If the corporate would not meet these targets, Fehrman will likely be paid “substantially less,” he mentioned.

However, in line with the Energy & Policy Institute report, a few of these objectives are within the curiosity of shareholders on the literal expense of their prospects.

It pointed to an AEP filing with the US Securities and Exchange Commission saying that when contemplating Fehrman’s pay, 17% of the choice was primarily based on “regulatory and legislative integrity.”

It outlined that as “achieve plan return on equity.”

In different phrases, when contemplating Fehrman’s enormous elevate, a significant component was how a lot did shareholders make via rising inventory values ​​tied to firm income.

Regulators permit utilities to revenue from prospects financing capital — or development — initiatives.

In Ohio, a rash of such initiatives has been tied to increasing costs for customers — and increasing profits for utilities. And these are tied to massive govt pay packages.

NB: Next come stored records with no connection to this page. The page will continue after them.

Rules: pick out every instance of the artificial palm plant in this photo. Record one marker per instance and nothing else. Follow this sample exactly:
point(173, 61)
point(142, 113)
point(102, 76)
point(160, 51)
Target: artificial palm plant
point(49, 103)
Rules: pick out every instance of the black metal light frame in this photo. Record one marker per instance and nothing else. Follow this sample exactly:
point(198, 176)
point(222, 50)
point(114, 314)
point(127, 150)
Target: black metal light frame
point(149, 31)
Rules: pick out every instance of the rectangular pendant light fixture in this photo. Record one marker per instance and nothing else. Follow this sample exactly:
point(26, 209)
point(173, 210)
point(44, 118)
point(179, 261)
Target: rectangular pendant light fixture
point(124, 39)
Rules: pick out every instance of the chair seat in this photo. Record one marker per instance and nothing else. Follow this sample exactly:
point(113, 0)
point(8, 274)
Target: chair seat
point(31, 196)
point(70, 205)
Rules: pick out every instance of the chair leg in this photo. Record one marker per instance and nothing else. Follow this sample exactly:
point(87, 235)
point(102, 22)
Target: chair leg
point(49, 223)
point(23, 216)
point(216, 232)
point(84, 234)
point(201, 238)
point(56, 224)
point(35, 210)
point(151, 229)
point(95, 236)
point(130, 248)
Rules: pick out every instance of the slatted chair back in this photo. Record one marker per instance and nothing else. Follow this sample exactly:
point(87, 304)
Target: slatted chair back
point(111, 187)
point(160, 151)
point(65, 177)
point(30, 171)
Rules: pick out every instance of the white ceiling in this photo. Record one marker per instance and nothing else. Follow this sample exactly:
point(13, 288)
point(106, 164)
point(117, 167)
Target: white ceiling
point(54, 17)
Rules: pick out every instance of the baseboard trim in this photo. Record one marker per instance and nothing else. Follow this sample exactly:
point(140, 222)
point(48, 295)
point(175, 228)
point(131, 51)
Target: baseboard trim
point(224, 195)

AEP’s execs aren’t alone in doing properly thanks, partly, to Ohio ratepayers.

Duke Energy’s Harry Sideris was the nation’s seventeenth highest-paid utility CEO at almost $14 million.

The firm additionally paid outgoing CEO Lynne Good $8 million in 2025.

Company spokesperson Madison McDonald mentioned Duke was delicate to the jam during which customers discovered themselves. But she added that Sideris has a tricky job.

“We understand affordability is top of mind for many customers, and Duke Energy’s leadership and Board consider that context carefully,” McDonald mentioned in an electronic mail.

“President and CEO Harry Sideris’s compensation reflects the responsibility and complexity of leading one of the country’s largest electric and gas utilities during a time of major investment and transition. As we invest to strengthen and modernize our electric and natural gas delivery systems, we remain focused on keeping costs as low as possible, while delivering safe, reliable service for Ohio customers.”

Ranking simply behind Sideris on the 2025 compensation record was FirstEnergy’s Brian X. Tierney at $13 million.

He is main the Akron-based firm within the aftermath of the largest bribery and money-laundering scandal in Ohio history.

Spokeswoman Jennifer Young mentioned Tierney’s pay was benchmarked towards that of different utility executives.

“Like many large companies, FirstEnergy’s CEO compensation is determined by the Board’s independent Compensation Committee with advice from an outside compensation advisor and benchmarking against a peer group,” Young mentioned in an electronic mail.

Another CEO of a utility working in Ohio, Andrés Gluski of AES, made almost $9 million in 2025.

The firm didn’t reply to a request for remark.

Some state legislatures have taken on lavish pay for utility CEOs by shifting the fee from ratepayers to shareholders.

In Maryland, a legislation limits the quantity of CEO pay that may be billed to ratepayers to 110% of the salary of the chairman of the Maryland Public Service Commissionor $285,000 a 12 months.

In Minnesota, Bill It is pending that it will cap the utmost share of CEO pay shouldered by ratepayers on the wage of the governor, at present $200,000.